Something’s not quite right here …
So Rep. Charlie Rangel (D-New York) has walked out of his own ethics trial (he‛s facing 13 House counts of financial and fundraising misconduct) saying that 1) he never meant to defraud; he‛s just been a little sloppy and late when it came to filing financial disclosure forms and paying taxes; and 2) he‛s being treated unfairly and needs time to get a lawyer. (Not that this hasn‛t been going on for a while, but Chuck doesn’t seem to care a whole lot about pesky things like facts . . . )
This got us thinking about other politicians and their defenses and excuses when involved in ethics violations, fraud cases or other allegations of misconduct.
Herewith the cream of the crop, the politicians who truly deserve to win one of the “I Am Not a Crook” awards for creativity or simply sheer bravado when defending themselves against charges of corruption and the like.
• Best Excuse (municipal): New York City mayor David Dinkins . . .
who, when accused of failing to pay income taxes, found it the perfect moment to split hairs, by explaining (none too helpfully):
“I haven’t committed a crime. What I did was fail to comply with the law.” He added that paying taxes “was one of the things I was always going to take care of, but sometimes I did not have all the funds available or I did not have all the documents or other materials I needed.” (He did eventually pay the back taxes, plus penalties and interest.)

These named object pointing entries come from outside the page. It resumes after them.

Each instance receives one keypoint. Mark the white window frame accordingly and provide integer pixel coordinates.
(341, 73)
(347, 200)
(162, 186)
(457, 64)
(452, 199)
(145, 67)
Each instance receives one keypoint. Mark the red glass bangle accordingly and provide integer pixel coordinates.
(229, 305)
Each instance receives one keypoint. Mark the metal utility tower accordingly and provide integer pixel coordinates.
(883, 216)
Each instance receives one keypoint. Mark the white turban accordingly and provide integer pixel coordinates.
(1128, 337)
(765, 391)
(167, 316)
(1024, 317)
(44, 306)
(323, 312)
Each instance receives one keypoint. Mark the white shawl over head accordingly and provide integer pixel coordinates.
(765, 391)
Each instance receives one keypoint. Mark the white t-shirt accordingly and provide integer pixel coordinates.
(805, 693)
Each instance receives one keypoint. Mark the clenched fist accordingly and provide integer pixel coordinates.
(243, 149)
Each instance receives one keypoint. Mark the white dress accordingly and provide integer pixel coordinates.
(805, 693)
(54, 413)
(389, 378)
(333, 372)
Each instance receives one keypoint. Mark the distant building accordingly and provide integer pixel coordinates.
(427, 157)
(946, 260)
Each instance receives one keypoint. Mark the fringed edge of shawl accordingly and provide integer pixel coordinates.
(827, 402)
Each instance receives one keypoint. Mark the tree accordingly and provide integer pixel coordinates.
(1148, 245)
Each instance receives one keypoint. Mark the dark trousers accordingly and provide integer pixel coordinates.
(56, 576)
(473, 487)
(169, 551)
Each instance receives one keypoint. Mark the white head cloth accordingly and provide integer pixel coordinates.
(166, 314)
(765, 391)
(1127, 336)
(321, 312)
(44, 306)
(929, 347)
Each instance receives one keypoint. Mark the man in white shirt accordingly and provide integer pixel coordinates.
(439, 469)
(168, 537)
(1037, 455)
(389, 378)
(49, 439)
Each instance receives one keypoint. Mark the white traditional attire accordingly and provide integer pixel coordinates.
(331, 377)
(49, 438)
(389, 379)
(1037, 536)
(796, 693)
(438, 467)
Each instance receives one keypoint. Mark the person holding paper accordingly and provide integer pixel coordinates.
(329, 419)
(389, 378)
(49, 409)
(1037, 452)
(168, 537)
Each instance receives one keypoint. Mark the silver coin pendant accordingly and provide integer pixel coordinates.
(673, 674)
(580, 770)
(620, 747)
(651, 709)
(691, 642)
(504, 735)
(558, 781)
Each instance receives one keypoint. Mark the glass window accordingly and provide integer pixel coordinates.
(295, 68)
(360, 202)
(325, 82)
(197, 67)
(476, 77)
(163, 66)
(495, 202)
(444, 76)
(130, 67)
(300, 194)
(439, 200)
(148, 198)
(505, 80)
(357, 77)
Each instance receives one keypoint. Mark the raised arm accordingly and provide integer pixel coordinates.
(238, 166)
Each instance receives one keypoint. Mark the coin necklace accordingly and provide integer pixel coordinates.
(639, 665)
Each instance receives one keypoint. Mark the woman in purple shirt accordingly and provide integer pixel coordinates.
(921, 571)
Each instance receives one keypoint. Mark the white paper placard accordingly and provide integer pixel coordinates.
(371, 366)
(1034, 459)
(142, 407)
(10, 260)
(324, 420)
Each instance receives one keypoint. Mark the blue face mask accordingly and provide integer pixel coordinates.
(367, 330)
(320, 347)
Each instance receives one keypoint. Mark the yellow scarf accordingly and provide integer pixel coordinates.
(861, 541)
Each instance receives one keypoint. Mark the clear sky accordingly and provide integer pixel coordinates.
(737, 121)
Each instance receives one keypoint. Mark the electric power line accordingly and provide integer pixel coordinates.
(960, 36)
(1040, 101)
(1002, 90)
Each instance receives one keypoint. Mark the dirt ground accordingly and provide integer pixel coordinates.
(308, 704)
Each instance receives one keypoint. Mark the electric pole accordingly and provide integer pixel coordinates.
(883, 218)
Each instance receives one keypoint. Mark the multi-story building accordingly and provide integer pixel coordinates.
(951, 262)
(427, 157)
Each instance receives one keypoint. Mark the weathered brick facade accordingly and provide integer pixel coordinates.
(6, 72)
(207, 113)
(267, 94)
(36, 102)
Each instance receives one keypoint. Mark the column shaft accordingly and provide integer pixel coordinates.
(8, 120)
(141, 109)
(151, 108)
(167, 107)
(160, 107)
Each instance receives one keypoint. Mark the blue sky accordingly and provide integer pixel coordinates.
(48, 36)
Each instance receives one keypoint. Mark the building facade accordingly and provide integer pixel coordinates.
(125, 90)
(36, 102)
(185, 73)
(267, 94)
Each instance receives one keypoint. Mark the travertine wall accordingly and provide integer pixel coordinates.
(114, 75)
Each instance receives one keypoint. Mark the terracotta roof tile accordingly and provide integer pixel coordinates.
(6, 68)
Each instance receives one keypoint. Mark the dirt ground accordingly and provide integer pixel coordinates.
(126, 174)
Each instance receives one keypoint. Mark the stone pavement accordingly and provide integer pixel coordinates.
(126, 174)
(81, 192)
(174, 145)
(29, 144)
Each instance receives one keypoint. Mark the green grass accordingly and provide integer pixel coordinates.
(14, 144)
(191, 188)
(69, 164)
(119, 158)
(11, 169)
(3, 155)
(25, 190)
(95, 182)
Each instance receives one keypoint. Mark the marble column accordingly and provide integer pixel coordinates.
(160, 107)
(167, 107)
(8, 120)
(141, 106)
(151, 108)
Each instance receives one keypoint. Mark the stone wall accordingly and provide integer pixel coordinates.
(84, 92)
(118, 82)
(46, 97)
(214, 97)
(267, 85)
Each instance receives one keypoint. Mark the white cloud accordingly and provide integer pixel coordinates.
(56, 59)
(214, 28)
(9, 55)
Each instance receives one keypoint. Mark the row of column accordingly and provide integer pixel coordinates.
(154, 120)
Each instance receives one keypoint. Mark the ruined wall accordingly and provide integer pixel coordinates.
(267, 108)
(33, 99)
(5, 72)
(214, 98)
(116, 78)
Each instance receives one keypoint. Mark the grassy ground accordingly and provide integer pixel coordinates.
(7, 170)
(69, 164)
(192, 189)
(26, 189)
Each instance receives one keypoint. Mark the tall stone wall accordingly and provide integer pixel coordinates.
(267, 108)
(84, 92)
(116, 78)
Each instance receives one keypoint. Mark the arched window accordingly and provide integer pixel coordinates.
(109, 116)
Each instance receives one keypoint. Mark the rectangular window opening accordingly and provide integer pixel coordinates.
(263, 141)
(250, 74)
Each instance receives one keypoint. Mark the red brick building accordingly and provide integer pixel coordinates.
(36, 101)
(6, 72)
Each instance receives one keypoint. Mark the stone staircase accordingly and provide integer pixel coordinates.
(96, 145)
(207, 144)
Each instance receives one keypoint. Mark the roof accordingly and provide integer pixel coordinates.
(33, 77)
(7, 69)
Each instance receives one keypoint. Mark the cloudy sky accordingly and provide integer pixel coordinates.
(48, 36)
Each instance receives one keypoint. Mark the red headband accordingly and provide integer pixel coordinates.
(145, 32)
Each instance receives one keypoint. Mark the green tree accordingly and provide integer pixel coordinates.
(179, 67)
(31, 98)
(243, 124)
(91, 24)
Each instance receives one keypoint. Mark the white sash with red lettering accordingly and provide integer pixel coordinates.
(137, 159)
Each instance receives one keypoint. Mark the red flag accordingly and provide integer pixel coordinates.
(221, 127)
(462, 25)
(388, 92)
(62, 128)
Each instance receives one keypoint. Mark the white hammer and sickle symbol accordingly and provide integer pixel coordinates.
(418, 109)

Honorable mention goes to Washington DC mayor Marion Barry who, after being found in a so-called “gentlemen‛s club” (aka strip joint), clarified things by saying, “First, it was not a strip bar, it was an erotic club. And, second, what can I say? I’m a night owl.”
• Best Excuse (national): former Secretary of Housing Henry Cisneros . . .
who was caught lying to the FBI about payments he had made to his mistress. His pithy excuse is a brilliant “lost in the ether” explanation:
“I’ve attributed it to the pressure and confused sort of fog of the moment where I gave an incorrect number.”